The Spending Review – what does it mean for local government?
In his Spending Review statement, George Osborne appears to have started the process of reversing central governments’ hold over local government. Local financial accountability cannot be achieved when so much of local government’s income is determined, capped or controlled by Whitehall.
Over the Spending Review period central government’s direct funding of local government will fall by 24% in real terms, but as a result of the ability to raise and retain taxes locally the net impact is likely to be a forecast reduction in net real terms of 6.7%. This only starts to redress the accountability balance and overall, statistics like this tend to down play the impact the announcements will have in certain individual local authorities. However, as the Local Government Association has recognised, the announcements do go some way to providing the flexibility for local government to raise some of the additional money they need.
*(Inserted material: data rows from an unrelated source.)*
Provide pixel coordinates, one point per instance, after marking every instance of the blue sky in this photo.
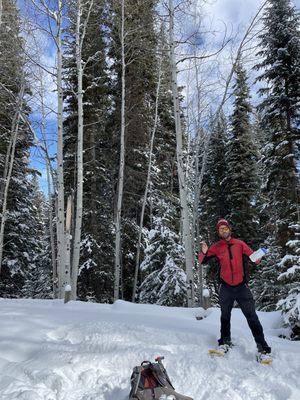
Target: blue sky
(236, 14)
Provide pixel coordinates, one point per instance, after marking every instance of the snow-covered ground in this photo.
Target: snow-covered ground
(85, 351)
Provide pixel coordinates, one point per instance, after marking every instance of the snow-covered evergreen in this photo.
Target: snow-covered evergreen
(165, 280)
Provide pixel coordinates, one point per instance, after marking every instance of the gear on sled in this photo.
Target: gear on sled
(150, 381)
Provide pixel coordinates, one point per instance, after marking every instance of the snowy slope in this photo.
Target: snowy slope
(85, 351)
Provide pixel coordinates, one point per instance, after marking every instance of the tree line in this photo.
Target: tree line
(133, 186)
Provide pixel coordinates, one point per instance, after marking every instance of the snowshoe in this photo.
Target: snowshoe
(220, 351)
(264, 358)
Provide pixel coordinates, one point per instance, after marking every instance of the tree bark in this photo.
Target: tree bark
(60, 226)
(137, 265)
(122, 164)
(185, 218)
(10, 163)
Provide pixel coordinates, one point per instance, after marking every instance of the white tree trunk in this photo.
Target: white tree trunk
(50, 179)
(10, 163)
(1, 8)
(122, 165)
(67, 277)
(79, 187)
(185, 217)
(137, 264)
(60, 225)
(80, 35)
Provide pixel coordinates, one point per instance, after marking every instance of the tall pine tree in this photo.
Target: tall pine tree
(241, 181)
(280, 65)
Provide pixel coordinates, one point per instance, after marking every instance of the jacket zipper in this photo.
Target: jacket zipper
(230, 258)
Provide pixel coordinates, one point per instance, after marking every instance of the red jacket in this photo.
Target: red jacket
(230, 256)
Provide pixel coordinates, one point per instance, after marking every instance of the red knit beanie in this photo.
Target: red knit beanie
(224, 223)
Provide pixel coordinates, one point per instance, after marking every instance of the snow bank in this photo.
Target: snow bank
(86, 351)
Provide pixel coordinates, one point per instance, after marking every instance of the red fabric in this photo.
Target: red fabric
(149, 380)
(231, 270)
(223, 222)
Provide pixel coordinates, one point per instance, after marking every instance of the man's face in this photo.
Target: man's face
(224, 232)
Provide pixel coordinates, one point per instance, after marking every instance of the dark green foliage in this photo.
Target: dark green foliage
(96, 260)
(22, 242)
(241, 181)
(280, 43)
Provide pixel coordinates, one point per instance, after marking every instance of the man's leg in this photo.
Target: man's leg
(226, 299)
(246, 302)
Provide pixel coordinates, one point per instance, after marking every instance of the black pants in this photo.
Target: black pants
(243, 296)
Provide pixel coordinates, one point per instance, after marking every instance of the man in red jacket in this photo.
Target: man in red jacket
(232, 255)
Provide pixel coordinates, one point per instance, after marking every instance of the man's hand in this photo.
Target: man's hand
(204, 247)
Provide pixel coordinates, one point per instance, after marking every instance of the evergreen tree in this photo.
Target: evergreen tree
(165, 281)
(290, 277)
(241, 182)
(280, 43)
(212, 204)
(38, 275)
(280, 65)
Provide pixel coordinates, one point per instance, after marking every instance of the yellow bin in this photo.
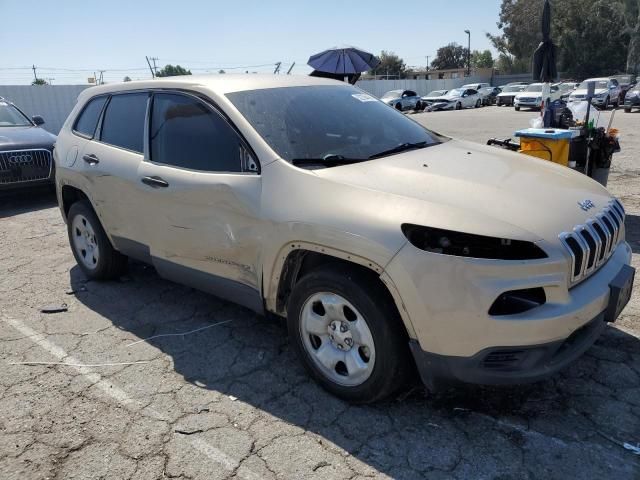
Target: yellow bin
(550, 144)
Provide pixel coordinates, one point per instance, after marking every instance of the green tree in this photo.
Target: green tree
(590, 35)
(482, 59)
(172, 71)
(390, 64)
(450, 56)
(631, 14)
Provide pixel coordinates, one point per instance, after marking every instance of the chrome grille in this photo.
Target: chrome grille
(590, 245)
(18, 166)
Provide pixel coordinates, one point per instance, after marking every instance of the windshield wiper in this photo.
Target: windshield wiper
(403, 147)
(328, 160)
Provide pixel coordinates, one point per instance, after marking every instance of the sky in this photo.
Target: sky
(67, 40)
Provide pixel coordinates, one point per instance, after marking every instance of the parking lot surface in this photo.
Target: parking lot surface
(230, 400)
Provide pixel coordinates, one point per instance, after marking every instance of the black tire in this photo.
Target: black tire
(111, 264)
(392, 366)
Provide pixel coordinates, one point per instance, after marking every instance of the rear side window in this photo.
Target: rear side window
(88, 119)
(185, 133)
(123, 123)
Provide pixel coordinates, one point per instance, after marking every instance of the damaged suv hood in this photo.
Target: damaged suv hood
(473, 188)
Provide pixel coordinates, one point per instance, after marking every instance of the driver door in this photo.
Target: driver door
(201, 191)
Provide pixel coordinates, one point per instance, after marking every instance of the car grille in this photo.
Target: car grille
(590, 245)
(25, 165)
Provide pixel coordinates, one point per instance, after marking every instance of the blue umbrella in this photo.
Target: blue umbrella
(343, 61)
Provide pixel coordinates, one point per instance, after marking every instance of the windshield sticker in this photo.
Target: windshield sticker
(363, 97)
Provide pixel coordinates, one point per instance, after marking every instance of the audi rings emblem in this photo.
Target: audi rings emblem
(20, 159)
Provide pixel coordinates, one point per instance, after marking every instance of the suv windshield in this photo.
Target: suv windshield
(329, 125)
(10, 116)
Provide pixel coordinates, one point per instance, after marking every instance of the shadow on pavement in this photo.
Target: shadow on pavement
(552, 429)
(17, 202)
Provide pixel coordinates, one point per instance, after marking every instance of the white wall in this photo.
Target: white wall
(53, 102)
(422, 87)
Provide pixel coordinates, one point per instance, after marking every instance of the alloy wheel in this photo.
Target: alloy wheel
(337, 338)
(85, 242)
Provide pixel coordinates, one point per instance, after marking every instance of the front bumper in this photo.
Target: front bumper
(447, 300)
(527, 103)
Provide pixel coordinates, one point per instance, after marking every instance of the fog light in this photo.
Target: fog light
(518, 301)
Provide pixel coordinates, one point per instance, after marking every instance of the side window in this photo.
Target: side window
(88, 120)
(185, 133)
(123, 123)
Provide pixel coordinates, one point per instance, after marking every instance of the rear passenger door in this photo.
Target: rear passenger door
(201, 200)
(110, 162)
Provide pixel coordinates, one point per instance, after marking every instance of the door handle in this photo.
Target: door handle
(155, 182)
(91, 159)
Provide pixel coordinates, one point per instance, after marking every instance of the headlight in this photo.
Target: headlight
(459, 244)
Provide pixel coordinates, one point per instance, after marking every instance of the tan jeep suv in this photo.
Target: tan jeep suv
(387, 246)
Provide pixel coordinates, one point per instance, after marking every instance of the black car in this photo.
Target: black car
(26, 149)
(632, 98)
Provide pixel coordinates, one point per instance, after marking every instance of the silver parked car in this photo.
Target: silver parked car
(402, 100)
(385, 245)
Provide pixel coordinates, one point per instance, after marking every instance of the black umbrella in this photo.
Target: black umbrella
(342, 62)
(544, 58)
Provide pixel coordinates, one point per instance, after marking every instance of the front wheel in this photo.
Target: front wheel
(90, 245)
(348, 334)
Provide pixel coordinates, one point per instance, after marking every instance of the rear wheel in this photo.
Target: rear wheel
(348, 334)
(90, 245)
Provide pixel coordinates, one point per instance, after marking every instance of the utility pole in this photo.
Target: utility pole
(290, 68)
(468, 32)
(150, 69)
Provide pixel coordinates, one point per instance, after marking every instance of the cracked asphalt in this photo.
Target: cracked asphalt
(231, 401)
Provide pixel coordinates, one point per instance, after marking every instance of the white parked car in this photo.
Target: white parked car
(386, 246)
(457, 99)
(531, 97)
(508, 94)
(607, 92)
(402, 100)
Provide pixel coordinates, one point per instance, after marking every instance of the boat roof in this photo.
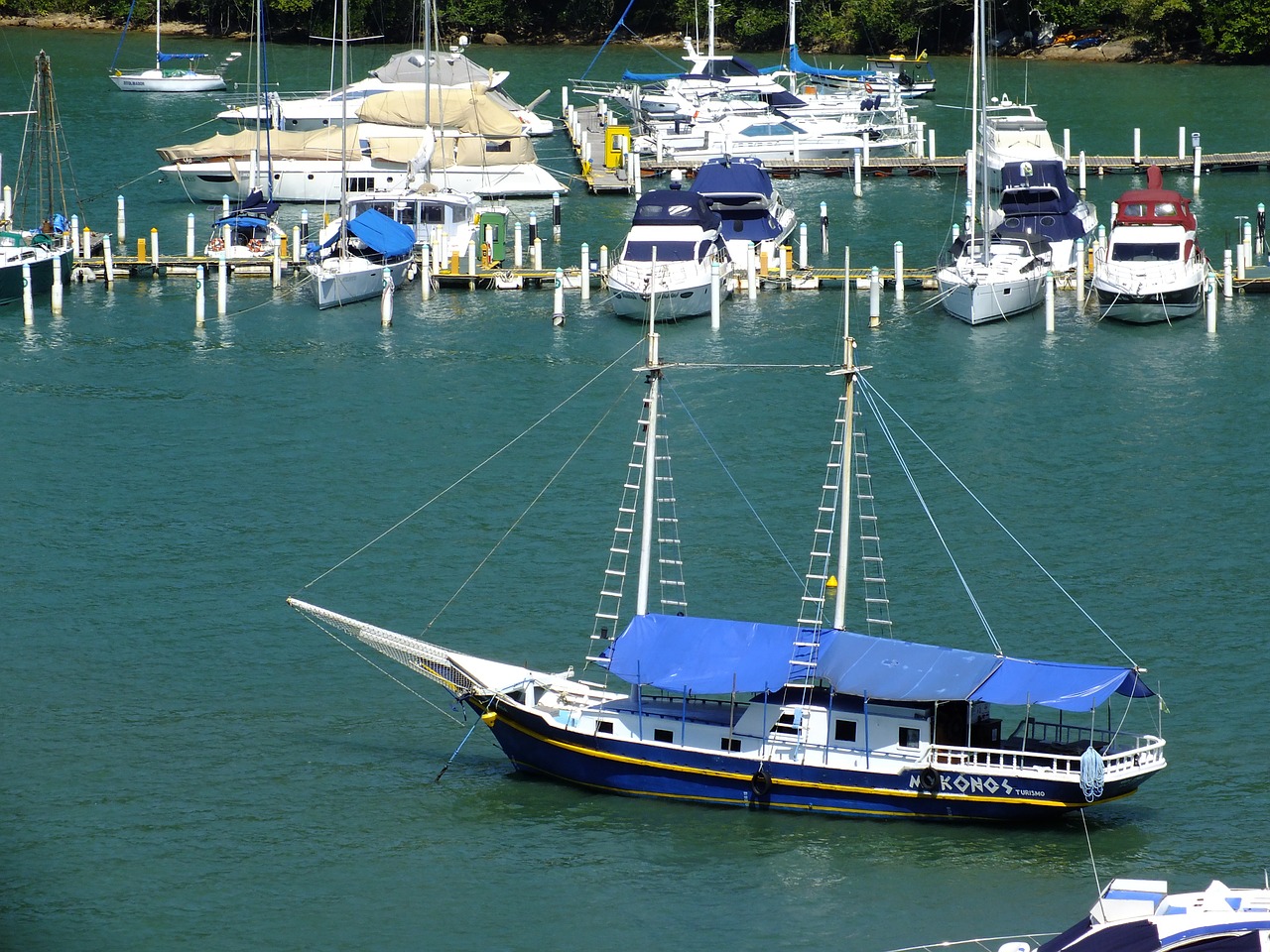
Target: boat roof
(1155, 204)
(716, 656)
(733, 178)
(675, 207)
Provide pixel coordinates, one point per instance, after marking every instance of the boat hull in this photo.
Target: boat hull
(42, 262)
(1150, 308)
(344, 281)
(612, 766)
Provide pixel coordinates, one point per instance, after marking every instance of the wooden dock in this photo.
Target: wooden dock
(603, 175)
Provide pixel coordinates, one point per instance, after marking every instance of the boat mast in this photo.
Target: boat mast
(848, 371)
(649, 497)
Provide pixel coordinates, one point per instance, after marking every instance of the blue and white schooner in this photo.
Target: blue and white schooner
(807, 716)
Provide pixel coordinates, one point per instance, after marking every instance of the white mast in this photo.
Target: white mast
(848, 371)
(649, 495)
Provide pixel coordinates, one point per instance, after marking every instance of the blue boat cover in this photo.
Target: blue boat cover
(717, 656)
(381, 234)
(742, 178)
(798, 64)
(675, 207)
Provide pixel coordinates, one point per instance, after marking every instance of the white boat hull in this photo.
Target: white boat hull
(343, 281)
(317, 181)
(168, 81)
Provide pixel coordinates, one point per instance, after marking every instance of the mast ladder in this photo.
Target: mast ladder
(811, 621)
(876, 604)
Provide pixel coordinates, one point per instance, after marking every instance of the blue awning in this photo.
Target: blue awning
(716, 656)
(379, 232)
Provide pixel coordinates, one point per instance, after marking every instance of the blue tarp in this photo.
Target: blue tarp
(716, 656)
(675, 207)
(381, 234)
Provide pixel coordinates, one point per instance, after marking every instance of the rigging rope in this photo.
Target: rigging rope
(871, 395)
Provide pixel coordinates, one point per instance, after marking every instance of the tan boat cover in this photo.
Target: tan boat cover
(318, 144)
(460, 109)
(481, 151)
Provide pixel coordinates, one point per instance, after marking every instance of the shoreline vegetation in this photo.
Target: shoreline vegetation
(1109, 51)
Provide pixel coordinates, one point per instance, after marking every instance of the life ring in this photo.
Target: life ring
(929, 780)
(761, 783)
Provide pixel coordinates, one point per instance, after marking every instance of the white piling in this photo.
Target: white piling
(874, 298)
(56, 293)
(558, 304)
(899, 271)
(386, 298)
(222, 286)
(1049, 302)
(199, 298)
(107, 261)
(28, 301)
(714, 295)
(1080, 273)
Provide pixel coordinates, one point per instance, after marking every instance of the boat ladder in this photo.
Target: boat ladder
(807, 643)
(667, 527)
(876, 604)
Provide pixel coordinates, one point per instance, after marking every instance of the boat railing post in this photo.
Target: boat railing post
(199, 298)
(28, 301)
(899, 271)
(56, 293)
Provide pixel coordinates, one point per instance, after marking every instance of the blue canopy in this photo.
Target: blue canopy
(798, 64)
(731, 180)
(675, 207)
(379, 232)
(717, 656)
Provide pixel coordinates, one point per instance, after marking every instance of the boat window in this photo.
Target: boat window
(666, 250)
(1146, 252)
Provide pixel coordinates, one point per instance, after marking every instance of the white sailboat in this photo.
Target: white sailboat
(168, 73)
(987, 277)
(367, 255)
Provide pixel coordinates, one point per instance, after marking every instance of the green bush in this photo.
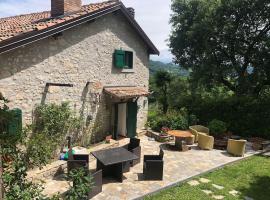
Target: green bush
(40, 150)
(172, 120)
(217, 127)
(52, 123)
(245, 116)
(82, 184)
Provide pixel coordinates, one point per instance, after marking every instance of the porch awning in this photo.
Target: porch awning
(126, 92)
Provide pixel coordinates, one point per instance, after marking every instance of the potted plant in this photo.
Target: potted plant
(163, 135)
(218, 129)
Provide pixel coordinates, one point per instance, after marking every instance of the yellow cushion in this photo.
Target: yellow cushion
(198, 128)
(205, 141)
(236, 147)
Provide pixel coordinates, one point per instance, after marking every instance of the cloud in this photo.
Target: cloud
(152, 15)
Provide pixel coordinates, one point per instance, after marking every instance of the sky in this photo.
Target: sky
(152, 15)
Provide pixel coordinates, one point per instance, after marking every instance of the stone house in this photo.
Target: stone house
(94, 56)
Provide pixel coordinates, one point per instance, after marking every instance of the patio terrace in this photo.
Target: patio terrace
(178, 167)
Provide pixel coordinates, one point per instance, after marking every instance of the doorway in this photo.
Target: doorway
(125, 119)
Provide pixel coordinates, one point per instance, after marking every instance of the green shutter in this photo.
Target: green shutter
(15, 123)
(119, 59)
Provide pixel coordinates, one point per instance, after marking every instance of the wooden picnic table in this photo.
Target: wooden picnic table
(180, 136)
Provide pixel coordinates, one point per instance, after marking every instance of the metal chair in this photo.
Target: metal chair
(153, 166)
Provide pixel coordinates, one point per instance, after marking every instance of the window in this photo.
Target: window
(123, 59)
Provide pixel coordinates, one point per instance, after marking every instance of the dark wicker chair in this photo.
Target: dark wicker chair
(153, 166)
(97, 186)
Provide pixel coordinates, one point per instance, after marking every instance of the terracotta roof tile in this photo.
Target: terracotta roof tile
(126, 92)
(18, 25)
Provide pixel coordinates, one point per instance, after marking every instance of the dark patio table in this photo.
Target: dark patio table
(112, 161)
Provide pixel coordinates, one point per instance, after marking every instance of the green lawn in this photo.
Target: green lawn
(251, 177)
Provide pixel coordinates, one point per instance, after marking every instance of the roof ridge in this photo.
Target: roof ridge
(48, 11)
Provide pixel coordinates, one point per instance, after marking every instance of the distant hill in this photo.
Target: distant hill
(169, 67)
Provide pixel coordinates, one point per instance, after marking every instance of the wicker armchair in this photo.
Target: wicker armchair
(205, 142)
(153, 166)
(198, 128)
(236, 147)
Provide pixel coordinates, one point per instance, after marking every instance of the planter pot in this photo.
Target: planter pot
(162, 138)
(220, 144)
(258, 143)
(257, 146)
(108, 139)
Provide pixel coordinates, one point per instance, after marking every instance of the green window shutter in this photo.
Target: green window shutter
(119, 59)
(15, 123)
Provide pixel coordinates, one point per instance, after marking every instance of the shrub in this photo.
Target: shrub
(52, 123)
(51, 119)
(245, 116)
(82, 184)
(14, 177)
(217, 127)
(40, 150)
(173, 120)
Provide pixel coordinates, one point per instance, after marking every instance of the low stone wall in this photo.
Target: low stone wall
(58, 167)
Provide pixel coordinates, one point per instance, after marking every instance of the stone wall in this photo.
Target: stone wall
(82, 54)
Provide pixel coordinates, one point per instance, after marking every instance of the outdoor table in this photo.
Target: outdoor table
(112, 161)
(180, 136)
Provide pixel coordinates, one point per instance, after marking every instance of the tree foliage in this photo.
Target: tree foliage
(162, 80)
(223, 42)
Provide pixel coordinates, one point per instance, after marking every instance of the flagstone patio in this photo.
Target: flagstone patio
(178, 166)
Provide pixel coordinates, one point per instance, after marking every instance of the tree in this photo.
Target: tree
(223, 42)
(162, 81)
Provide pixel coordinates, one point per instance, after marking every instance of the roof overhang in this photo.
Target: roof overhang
(34, 36)
(125, 92)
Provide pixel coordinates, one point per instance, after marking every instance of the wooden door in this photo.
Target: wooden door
(132, 109)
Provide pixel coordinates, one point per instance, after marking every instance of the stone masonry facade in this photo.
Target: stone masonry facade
(82, 54)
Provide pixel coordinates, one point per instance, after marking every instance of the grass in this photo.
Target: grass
(251, 177)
Whilst 6.7% may be a smaller reduction than the last savage cuts of the 2010 Spending Review, further reductions of even this size will be challenging, particularly with ever increasing social care costs and with most of the easy savings wins already taken.
The devil is also in the detail of the announcements. The Chancellor indicated that additional responsibilities will be devolved to local authorities over the next few years e.g. transferring funding responsibility for housing benefit administration for pensioners and current public health responsibilities. These new areas of responsibility will be consulted on, but there was no indication of whether additional funding would be provided.
So a cautious but wary welcome to the moves to strengthen local democracy and accountability is probably the right response from local government. But, the need to transform, to innovate, to plan smarter and initiate changes in the way people work, whilst maintaining service quality to and accountability with the taxpayer remain as strong as ever.